As Adele Stan noted yesterday, the President’s speech to AIPAC was a pretty big deal: “Given tensions with Iran and the rhetoric of the Republican presidential primary campaign, the importance of this speech as both a piece of diplomacy and one of political position really can’t be overstated.”
The full import of the speech may not be apparent immediately; a lot may depend on how Bibi Netanyahu reacts during and after his private meetings with Obama.
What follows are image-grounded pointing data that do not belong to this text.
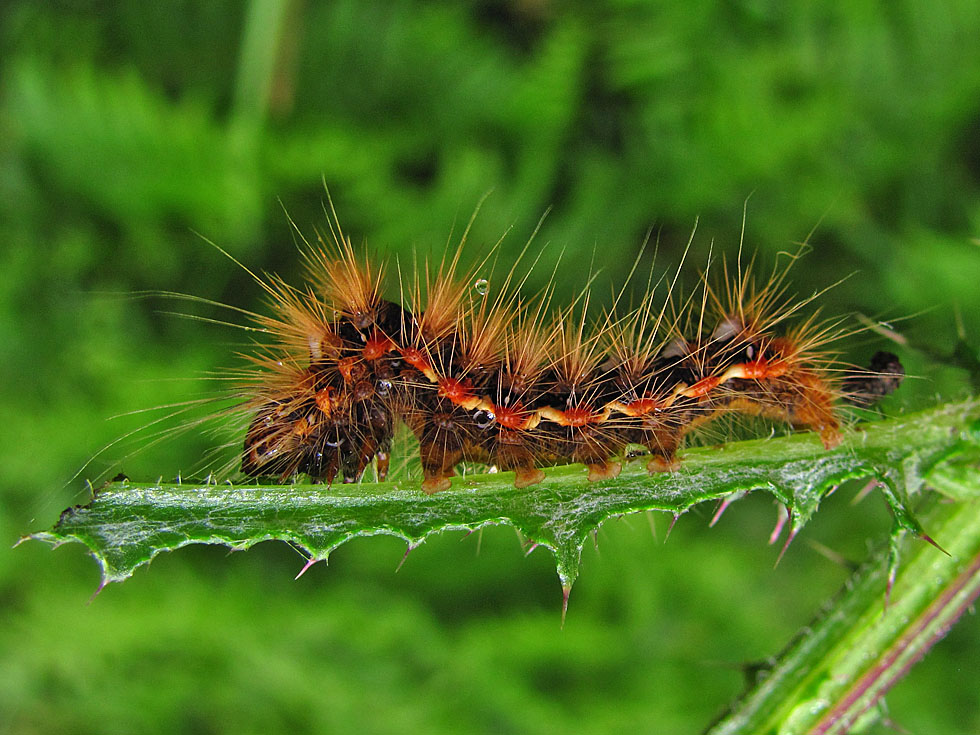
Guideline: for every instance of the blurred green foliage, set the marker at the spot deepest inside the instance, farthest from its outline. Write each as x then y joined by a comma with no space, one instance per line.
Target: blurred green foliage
129,132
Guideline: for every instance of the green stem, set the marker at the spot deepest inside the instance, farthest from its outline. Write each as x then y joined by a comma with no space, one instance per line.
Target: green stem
834,673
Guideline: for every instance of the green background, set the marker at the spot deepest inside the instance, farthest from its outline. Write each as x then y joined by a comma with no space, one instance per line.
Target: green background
130,132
But it is clear Obama did not succumb to the pressure to close ranks with Bibi that Marc Tracy described before his remarks:
AIPAC is calling on the more than 13,000 conference attendees to ask House members and senators—many of whom will be present at tomorrow night’s “roll call” and be lobbied Tuesday on Capitol Hill—to support a bipartisan Senate resolution that would put them on the record opposing containment of an Iran with a “nuclear weapons capability.” Neither AIPAC nor the resolution allege that Iran has decided to build a nuclear weapon—and available intelligence suggests that decision hasn’t been made. Instead, they argue that Iranian capability—on the model of, say, Japan, which has all the elements in place so that it could produce a nuclear bomb within a year if it wanted—is still unacceptable. “If Iran achieves the status of a ‘threshold’ nuclear state,” the talking points declare, “it will enjoy virtually the same benefits as if it actually possessed nuclear weapons.”
The cover of the brochure that is the first thing you see when you open the media kit says it all: “Iranian Nuclear Weapons Capability: Unacceptable.”
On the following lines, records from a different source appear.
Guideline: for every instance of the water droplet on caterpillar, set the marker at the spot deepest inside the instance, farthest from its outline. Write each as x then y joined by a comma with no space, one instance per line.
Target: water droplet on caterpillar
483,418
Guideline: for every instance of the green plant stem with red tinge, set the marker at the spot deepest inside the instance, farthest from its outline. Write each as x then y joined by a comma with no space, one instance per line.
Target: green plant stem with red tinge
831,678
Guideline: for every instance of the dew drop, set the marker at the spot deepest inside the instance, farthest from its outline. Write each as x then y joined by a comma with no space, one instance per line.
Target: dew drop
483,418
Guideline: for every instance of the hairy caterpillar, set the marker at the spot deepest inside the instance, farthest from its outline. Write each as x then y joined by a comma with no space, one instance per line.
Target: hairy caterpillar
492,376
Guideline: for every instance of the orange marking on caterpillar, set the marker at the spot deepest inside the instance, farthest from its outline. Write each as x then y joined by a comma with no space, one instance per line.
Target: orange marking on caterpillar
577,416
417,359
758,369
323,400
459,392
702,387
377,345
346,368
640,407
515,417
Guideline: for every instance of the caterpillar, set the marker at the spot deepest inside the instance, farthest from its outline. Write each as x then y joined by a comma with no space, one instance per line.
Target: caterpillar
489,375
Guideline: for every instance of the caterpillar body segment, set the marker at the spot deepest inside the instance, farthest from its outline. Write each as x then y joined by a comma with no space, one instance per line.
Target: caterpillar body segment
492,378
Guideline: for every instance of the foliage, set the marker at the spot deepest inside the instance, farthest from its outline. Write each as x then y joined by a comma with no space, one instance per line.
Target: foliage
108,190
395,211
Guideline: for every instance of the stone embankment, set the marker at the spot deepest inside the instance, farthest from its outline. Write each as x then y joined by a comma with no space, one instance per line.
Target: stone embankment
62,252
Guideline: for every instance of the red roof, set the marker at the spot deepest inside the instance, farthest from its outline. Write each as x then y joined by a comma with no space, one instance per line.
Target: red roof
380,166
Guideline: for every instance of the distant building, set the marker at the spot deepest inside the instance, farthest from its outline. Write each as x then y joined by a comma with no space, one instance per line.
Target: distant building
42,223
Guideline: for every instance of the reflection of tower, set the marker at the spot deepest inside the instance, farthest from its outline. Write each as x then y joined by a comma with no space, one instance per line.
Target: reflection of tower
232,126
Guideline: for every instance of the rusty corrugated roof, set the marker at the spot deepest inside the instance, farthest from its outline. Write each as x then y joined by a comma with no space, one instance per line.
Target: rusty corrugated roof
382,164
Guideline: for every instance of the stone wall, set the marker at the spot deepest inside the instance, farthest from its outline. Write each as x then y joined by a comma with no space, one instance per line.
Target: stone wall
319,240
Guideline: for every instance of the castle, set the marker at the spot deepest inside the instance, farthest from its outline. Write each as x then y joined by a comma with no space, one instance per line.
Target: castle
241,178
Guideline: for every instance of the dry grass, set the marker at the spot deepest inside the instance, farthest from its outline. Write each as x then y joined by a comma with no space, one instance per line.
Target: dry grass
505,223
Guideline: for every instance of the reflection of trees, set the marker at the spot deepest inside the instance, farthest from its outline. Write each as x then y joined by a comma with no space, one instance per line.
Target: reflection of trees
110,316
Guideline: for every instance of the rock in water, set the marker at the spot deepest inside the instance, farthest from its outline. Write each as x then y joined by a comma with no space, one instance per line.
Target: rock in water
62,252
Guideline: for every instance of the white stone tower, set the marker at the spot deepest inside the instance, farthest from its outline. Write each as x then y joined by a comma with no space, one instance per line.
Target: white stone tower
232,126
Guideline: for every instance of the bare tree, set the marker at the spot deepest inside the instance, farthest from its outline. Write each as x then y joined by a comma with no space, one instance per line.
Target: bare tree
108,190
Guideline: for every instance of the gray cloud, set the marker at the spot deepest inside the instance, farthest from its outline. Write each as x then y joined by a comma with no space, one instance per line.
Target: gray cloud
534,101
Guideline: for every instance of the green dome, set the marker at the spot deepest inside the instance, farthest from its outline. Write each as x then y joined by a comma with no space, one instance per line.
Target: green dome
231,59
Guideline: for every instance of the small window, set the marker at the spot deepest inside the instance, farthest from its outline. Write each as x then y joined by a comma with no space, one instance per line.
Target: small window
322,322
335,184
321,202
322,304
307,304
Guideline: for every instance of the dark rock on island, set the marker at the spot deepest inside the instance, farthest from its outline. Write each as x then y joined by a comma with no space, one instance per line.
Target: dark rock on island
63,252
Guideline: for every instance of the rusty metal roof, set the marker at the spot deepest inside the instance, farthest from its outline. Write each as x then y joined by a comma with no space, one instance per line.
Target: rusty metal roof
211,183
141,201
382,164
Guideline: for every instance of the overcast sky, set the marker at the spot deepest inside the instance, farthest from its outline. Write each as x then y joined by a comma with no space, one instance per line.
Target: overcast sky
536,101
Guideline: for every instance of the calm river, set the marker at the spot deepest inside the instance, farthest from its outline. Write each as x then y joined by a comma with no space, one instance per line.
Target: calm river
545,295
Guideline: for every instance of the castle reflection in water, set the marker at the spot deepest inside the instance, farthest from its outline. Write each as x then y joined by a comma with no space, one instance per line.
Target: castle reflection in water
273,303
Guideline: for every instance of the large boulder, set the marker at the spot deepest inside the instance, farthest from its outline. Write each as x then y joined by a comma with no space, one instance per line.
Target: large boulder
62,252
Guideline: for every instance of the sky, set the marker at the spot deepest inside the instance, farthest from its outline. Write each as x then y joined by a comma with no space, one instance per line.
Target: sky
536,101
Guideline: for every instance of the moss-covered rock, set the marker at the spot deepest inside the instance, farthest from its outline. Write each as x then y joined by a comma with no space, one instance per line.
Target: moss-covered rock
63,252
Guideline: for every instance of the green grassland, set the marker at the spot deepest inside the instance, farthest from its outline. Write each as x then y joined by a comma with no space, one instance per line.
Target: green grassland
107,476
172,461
If this became U.S. policy, it would bring its position closer to Israel’s. It might constitute the new “red line” that Prime Minister Netanyahu will seek tomorrow when he meets with President Obama at the White House.
Trita Parsi succinctly explains that Obama did not cooperate with this effort:
The dispute on the nuclear issue is centered on red lines. Israel, like the Bush administration, considers a nuclear capability in Iran a red line. It argues that the only acceptable guarantee that Iran does not get a nuclear weapon is for Iran to have no enrichment program.
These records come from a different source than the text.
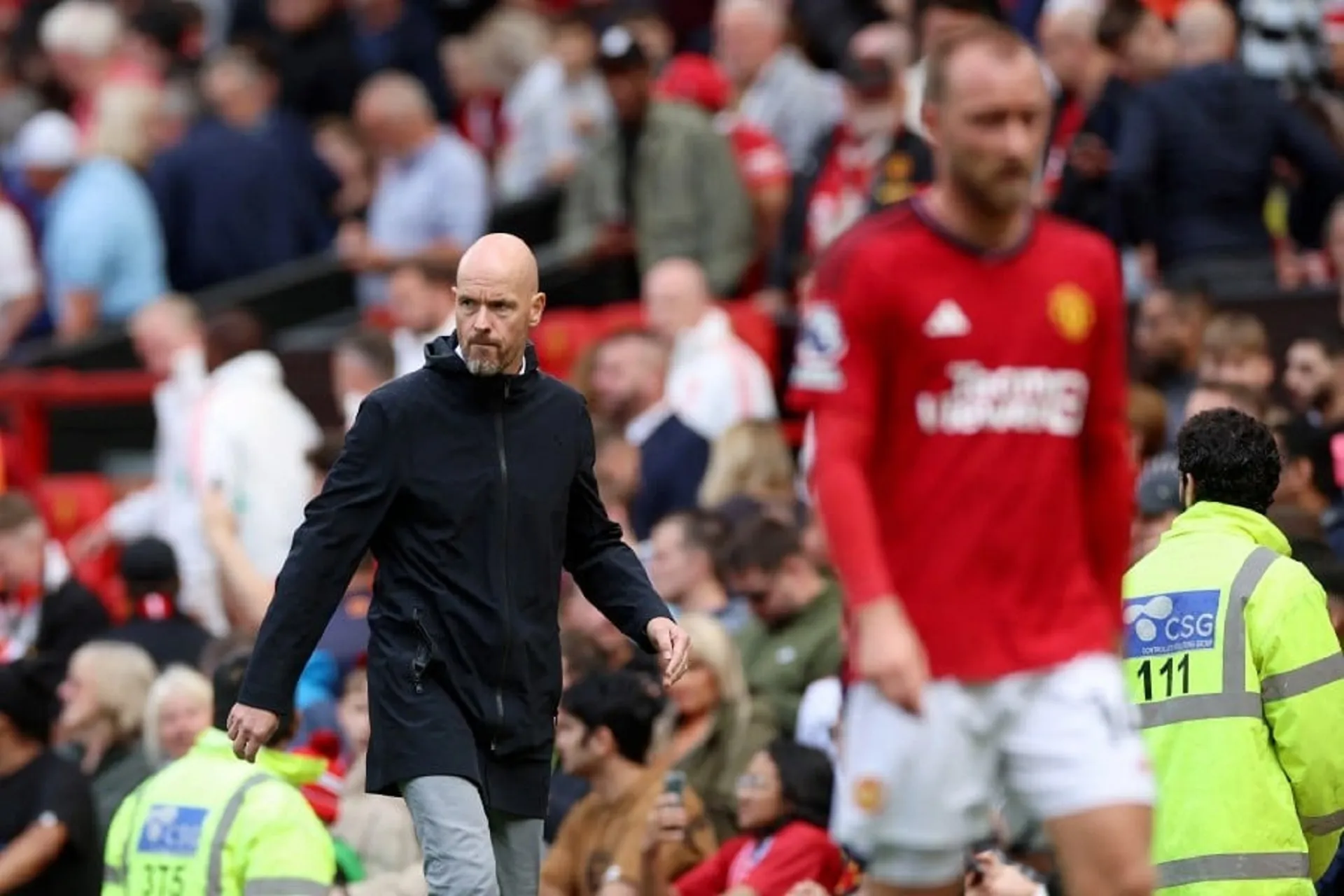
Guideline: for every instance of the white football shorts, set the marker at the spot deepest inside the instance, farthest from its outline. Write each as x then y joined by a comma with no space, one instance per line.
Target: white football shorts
913,793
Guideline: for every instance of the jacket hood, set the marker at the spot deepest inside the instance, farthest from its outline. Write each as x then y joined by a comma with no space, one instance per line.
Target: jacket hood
1224,519
251,367
288,767
442,355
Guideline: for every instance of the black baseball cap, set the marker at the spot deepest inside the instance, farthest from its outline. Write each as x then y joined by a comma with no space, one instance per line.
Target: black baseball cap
150,562
870,77
619,51
1158,491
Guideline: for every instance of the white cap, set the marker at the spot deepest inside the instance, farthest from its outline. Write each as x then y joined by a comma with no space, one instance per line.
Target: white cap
50,140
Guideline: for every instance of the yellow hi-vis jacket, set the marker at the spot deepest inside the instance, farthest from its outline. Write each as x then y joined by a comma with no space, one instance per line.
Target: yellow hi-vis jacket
1240,682
213,825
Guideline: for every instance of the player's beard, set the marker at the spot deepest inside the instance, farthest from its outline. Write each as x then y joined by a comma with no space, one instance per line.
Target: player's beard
999,192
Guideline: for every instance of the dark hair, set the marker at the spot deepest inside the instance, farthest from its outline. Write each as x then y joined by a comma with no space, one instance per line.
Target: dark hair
806,780
230,333
582,653
1231,457
620,701
1304,442
374,347
999,38
227,681
762,543
323,456
17,511
1119,20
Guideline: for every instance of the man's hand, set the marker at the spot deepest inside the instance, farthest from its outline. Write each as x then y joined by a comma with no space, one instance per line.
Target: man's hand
888,653
673,647
251,729
1000,879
The Obama administration puts the red line not at enrichment — which is permitted under international law — but at nuclear weapons. This is a clearer, more enforceable red line that also has the force of international law behind it.
While expressing his sympathy and friendship with Israel, Obama did not yield his red line at AIPAC. With the backing of the U.S. military, he has stood firm behind weaponization rather than weapons capability as the red line.
This may turn out to be a more crucial distinction than the “options on the table” arguments about U.S.-Iran relations that have drawn the most media attention for years now.
More basically, at a time when the general expectation was that Obama would devote his AIPAC speech to a pander-thon, he actually didn’t. As Spencer Ackerman observed: “Obama’s speech to AIPAC threw down a gauntlet to multiple audiences, while challenging them to do things his way.”